Gammaz Yürek- Sıla Doğan

 Doğru! Sinirliydim, fena halde sinirliydim, hala da öyleyim ama deli olduğumu da nereden çıkarıyorsunuz? Hastalığım duyularımı keskinleştirmişti, harap etmiş ya da köreltmiş değildi. Hepsinden öte olan, keskin işitme duyusuydu. Cennetteki ve dünyadaki bütün sesleri duyuyordum. Cehennemden gelen pek çok sesi duyuyordum. Söylesenize, nasıl deli olabilirim? Dinleyin ve nasıl ustalıkla - nasıl sakince size bütün hikayemi anlatıyorum, görün.

Fikrin aklıma ilk nasıl geldiğini söylemek imkansız ama aklıma düştüğü andan itibaren beni gece gündüz rahat bırakmadı. Bir amacım yoktu. Bir arzum yoktu. Yaşlı adamı severdim. Bana hiç zararı dokunmazdı. Beni asla kırmazdı. Altınlarında da gözüm yoktu. Beni sinirlendiren… Sanırım, gözleriydi!

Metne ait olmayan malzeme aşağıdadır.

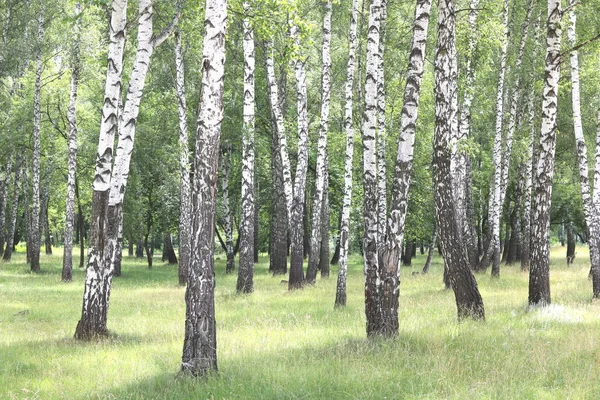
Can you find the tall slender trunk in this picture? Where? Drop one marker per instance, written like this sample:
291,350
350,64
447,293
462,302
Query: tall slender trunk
340,295
539,271
98,275
370,189
225,163
391,251
427,265
10,232
4,183
492,253
324,251
185,217
246,272
468,300
296,276
591,210
200,344
321,168
462,172
36,233
381,130
67,268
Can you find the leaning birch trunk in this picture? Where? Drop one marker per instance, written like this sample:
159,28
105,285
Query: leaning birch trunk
390,257
3,204
462,171
98,276
381,130
468,300
539,270
67,268
185,216
526,247
225,162
591,212
296,276
340,294
36,234
281,165
370,189
492,254
245,281
146,44
200,344
10,232
315,236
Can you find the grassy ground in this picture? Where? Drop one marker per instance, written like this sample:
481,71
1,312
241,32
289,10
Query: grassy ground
277,344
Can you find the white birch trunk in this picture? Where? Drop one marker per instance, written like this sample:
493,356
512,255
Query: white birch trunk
340,296
226,161
591,212
371,193
10,232
381,129
494,207
95,302
245,282
200,343
321,168
539,271
461,172
72,163
185,216
390,256
36,233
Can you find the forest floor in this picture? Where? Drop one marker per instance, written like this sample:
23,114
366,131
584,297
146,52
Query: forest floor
275,344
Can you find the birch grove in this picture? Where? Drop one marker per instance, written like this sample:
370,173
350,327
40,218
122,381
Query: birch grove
539,270
200,342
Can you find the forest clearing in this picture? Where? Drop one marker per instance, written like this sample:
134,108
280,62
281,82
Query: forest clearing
289,158
277,344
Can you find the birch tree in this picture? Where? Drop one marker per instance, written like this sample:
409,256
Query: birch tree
185,216
495,208
35,233
340,294
246,269
98,276
468,299
539,270
67,267
396,222
590,209
200,343
228,224
321,168
12,223
370,188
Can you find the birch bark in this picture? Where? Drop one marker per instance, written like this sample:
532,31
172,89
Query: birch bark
468,300
340,294
590,209
67,268
98,275
370,188
539,271
185,216
36,233
200,343
246,272
392,249
321,168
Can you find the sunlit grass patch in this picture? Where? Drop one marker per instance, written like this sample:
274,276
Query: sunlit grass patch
279,344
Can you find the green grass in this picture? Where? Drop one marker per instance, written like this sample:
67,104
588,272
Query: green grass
282,345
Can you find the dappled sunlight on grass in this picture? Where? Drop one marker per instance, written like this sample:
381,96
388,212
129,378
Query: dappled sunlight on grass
279,344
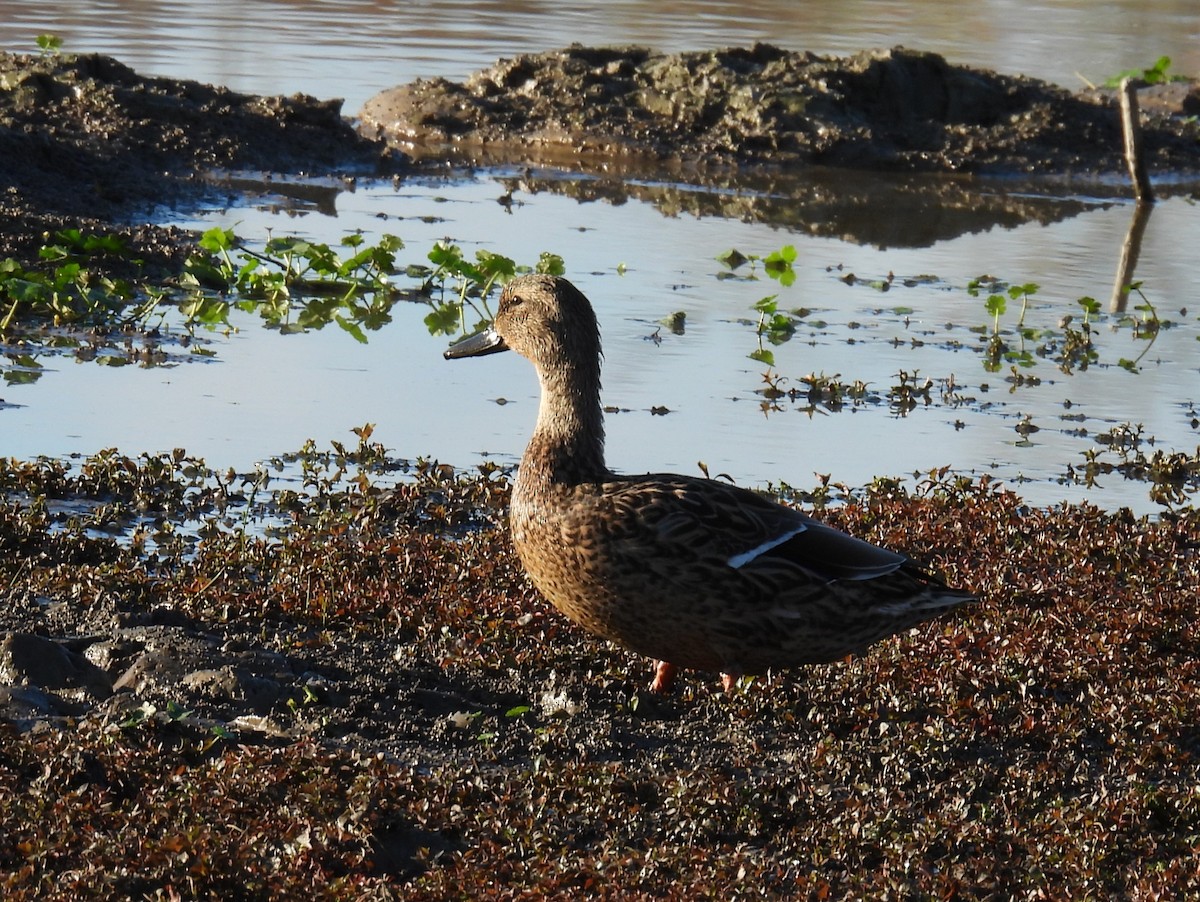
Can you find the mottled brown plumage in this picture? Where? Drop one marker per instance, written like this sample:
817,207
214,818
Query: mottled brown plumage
685,570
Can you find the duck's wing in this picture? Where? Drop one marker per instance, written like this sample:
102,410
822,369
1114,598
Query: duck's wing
731,527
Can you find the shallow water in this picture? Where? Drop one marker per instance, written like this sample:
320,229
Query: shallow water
268,392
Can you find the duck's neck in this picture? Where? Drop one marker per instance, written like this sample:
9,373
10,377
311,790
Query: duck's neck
567,446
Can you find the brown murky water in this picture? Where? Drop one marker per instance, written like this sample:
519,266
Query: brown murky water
269,394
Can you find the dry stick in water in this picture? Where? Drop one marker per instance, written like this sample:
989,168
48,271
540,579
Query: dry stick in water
1131,131
1131,128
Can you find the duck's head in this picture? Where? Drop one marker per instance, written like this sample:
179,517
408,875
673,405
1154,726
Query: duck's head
544,318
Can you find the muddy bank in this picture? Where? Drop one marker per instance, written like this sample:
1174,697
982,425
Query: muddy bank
87,142
375,704
900,110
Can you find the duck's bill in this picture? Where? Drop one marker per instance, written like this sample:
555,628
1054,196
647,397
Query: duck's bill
486,342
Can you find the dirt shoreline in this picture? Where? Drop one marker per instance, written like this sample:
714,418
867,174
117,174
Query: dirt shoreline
87,142
375,704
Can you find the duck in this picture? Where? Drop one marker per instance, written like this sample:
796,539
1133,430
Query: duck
688,571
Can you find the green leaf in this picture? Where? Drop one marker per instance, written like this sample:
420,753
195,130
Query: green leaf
552,264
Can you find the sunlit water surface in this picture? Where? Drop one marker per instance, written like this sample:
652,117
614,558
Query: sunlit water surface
265,392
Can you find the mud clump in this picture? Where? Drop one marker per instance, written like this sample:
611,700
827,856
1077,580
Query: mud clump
762,106
85,139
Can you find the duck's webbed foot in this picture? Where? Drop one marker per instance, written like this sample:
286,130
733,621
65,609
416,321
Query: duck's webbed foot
664,677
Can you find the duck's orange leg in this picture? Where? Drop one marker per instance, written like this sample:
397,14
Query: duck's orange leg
664,677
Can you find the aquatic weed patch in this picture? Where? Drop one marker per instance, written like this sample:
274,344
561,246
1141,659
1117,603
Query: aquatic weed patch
1043,741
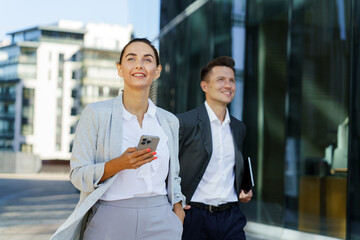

Neden mi? Yaşlı adamla hiç konuşmazdık ama sürekli göz teması kurardık, bana söyleyemediği şeyleri gözleri ile söylüyordu. Evet,duyuyordum! Gözleri, Bana “sen delisin” diyordu. Sevmiyordum, sevmiyordum bana öyle bakmasını. Acaba ben mi öyle anlıyorum? HAYIR! Kafamdaki ses buna karşı çıkıyordu. Her gün bunu duyuyordum “sen delisin, sen delisin..” bu yaşlı adamın sesiydi,duyuyordum. Ama, ama o hiç konuşmuyordu, neden onun sesini duyuyordum? Bilmiyorum. Tek bildiğim o sesi susturmak istememdi, o bakışları yok etmek istememdi, bunu nasıl yapabileceğimi hiç düşünmemiştim, yada düşünmeye cesaret edememiştim. Belkide onunla göz teması kurmamalıydım, peki ya kafamdaki sesleri nasıl susturacağım? Bilmiyordum, hiçbirşeyi bilmiyordum. Birşeyi çok merak ediyordum “ben deli miyim?” bu sorunun cevabını kendimde aramak ne kadar doğru?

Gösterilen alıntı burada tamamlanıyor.